Flagging the flagged flagship flag

When the table is set, the meal laid out, the wine paid for and the candles lit; it is irredeemably rude to walk out before taking a mouthful.

The flag referendum is here. If you want to be part of it or not it is here, and the proverbial table is set. Instead of muddling through a list of reasons why you should take part and take an interest in democracy – even if it is limited to selecting textiles (paisley flag please) – let’s examine why not.

It’s not important. That is a given. Apart from giving a bit of certainty as to which flag belongs to New Zealand or Australia, this flag debate isn’t quite pregnant with importance. That being said the current flag is a symbol of colonial ownership. Britain literally possessing New Zealand, which is actually stated in the rules around colonial flags, but is utterly wrong and doesn’t keep pleasant company with New Zealand identity.

It’s expensive. No it isn’t. It costs $26 million, grow up. And the money has already been spent so it’s a non-argument in the first place.

We have more important things to focus on.
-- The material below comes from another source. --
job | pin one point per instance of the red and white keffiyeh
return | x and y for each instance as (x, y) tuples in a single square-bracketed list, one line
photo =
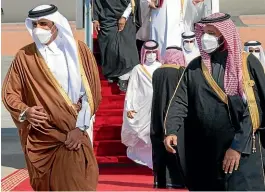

Like what? Richie McCaw’s retirement? Jonah Lomu’s death? Neither of these things puts food in the mouths of hungry children, yet attention is lavished on them like they are the pivot points of civilisation. The flag is at least as important as those things.

I don’t like the designs. Good! Say so. That is the bloody point of this thing. Rank them in order of which ones you hate least and send in the ballot. Then you can vote it down at the next referendum and the people will have spoken.

This is direct democracy. A referendum that binds the government to a specific course of action. The table is set ladies and gentlemen, sit down and dine.